When investors hire an advisor to help them make money fast, it often turns out that the only person making money is the advisor.
Advisors not held to a fiduciary standard are likely to churn clients’ portfolios, meaning they’ll buy and sell, either chasing performance or generating fees and commissions for themselves by reinvesting the clients’ money too often.
With a new regulation taking effect from the Department of Labor, advisors traditionally held to the low “suitability standard” will be required to adhere to the more stringent “fiduciary standard” in some client retirement portfolios. A fiduciary responsibility requires advisors to make investment decisions in the best interests of the client.
At Richard C. Young & Co., Ltd. we have always been held to the highest fiduciary standard. But putting clients’ interests ahead of our own hasn’t just been the law, it has been our philosophy all along. Jason Zweig reports:
With the Department of Labor’s fiduciary rule going into effect on June 9, investors should recognize what financial advisers can, and can’t, do.
The new regulation requires anyone getting paid to provide investment guidance on a retirement account to act solely in the investor’s best interest.
But what that means and how to measure it are as murky as ever. Do financial advisers improve their clients’ investment returns? If you think so, you may be paying your adviser for the wrong thing.
The performance of a mutual fund, exchange-traded fund or other financial asset is typically calculated as if you put all your money in at the beginning and kept it there, without adding or withdrawing anything, until the end of the measurement period.
But investors add and subtract money at will along the way — often at the worst possible times, when they are in the grip of greed or fear. Such buying high and selling low leads to what is often called the “behavior gap” between the performance of an investment and its investors.
That gap can only be estimated. However, by adjusting a fund’s returns for the amount of money investors put in and took out along the way, researchers can at least approximate a number.
Investors in mutual funds, for example, earn average annual returns roughly 1 to 1.5 percentage points lower than those of their funds. Investors in hedge funds may lag those vehicles by up to 7 percentage points annually.

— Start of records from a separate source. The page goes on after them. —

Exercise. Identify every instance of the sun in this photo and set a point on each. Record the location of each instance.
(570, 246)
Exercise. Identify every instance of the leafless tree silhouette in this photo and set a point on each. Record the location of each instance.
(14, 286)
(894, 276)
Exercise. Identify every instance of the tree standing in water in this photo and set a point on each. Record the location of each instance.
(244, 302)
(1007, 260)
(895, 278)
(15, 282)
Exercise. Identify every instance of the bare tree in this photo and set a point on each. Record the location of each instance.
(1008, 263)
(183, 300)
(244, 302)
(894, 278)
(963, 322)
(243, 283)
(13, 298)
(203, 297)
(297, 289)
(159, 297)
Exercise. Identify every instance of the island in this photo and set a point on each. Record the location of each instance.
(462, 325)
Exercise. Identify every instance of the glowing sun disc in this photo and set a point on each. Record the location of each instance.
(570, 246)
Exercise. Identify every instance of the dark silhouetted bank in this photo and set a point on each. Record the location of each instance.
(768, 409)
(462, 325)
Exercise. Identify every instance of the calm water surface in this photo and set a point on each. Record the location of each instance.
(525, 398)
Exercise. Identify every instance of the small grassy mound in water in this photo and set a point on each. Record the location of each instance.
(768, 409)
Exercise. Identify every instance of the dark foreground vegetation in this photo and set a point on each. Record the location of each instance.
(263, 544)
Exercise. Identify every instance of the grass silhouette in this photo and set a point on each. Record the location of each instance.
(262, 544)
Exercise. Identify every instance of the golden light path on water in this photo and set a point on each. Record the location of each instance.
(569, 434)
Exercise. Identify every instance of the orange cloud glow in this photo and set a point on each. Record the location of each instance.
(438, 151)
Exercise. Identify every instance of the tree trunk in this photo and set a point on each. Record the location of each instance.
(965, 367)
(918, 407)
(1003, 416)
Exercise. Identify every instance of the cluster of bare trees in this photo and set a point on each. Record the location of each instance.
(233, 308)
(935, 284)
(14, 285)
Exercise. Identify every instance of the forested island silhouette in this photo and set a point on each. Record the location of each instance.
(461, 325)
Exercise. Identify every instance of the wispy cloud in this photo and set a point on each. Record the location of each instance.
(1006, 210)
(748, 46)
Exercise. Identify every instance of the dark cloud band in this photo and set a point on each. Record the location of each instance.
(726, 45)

In theory, that’s what a stockbroker or financial planner should prevent. “Advisers provide a human element that gives clients confidence and comfort in not deviating from a plan,” says Dave Butler, co-chief executive of Dimensional Fund Advisors, a firm in Austin, Texas, whose funds aren’t available to individual investors without an adviser. “The reaction to markets can be completely different when the adviser is in the loop.”
Unfortunately, some advisers might not behave that way in practice.